Haha, our High School Drama Club has already performed the higher level Guys and Dolls, Fidler on the roof, and Oklahoma. And the Jr play two years ago was The Wizard of Oz : )

As for when I said lots of costumes and props, I ment we have a boat load of costumes and props in our storage room. One of the things the drama director wanted to downsize was the budget for props and sets, I guess they went overboard last year. I keep telling them to take apart all the old sets that are sitting on SR wing and re-use the wood and free up LOTS of wasted space, becasue if they dont this year, I am getting a few maintenance people to help rip apart all the old sets and let the maintenance and grounds department have the wood. We could have a large changing booth and SOO much more room. There is a frame we used in the play "The Princess and the Pea" still there from SIX years ago.


phil, We have never had problems witht he males changing before. Just the females having problems with the males being there, even if they arent looking or anything. So, having all the male actors think they are 8 years older then they really are so they have no problem in doing anything anywere, FTW. Having girls who think that everyone is staring at them, not ftw. 


So, I will check out MTI and Samual French sites ^_^ Thanks.

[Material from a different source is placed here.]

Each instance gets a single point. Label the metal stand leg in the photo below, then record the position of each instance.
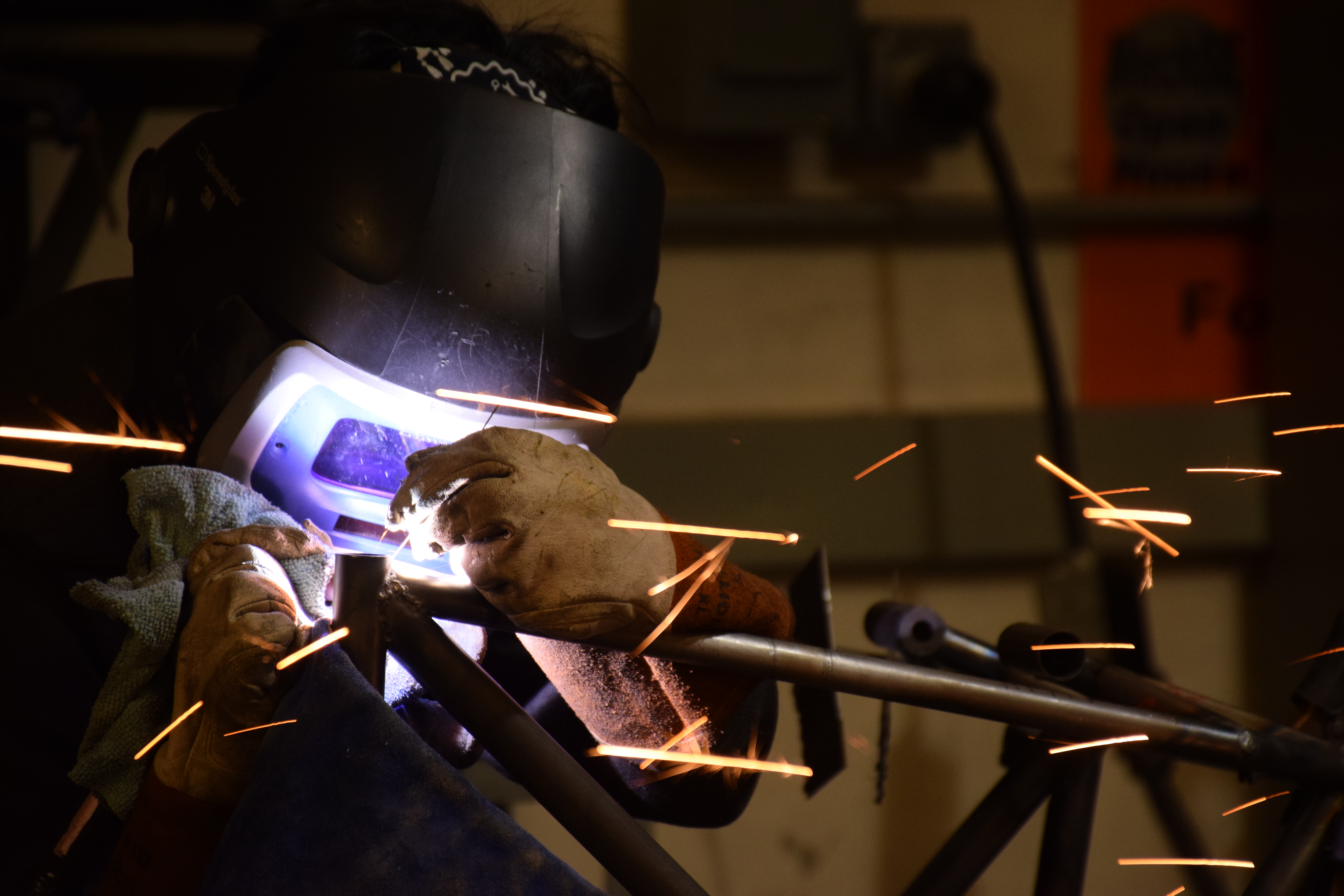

P.S., I hope noone still thinks we force the students to do something they arent comfortable doing, we just simply tell them to wear clothing udner their costumes, ie, sportsbra and short shorts. (Which most of them wear anyways X_X)


----------



## Tex (Aug 17, 2009)

Musical - Honk (great retelling of The Ugly Duckling)
Honk, A Musical Comedy - George Stiles and Anthony Drewe's Award Winning Musical

Play - The Yellow Boat 
ANCHORAGE PRESS PLAYS

These are both great for middle school kids and provide challenging roles and worthwhile literature.


----------



## MillburyAuditorium (Aug 17, 2009)

Thanks Tex : D



I was on the MTI site, And I filled in the advanced search with our specifications, and it didn't bring up anything ^^'


----------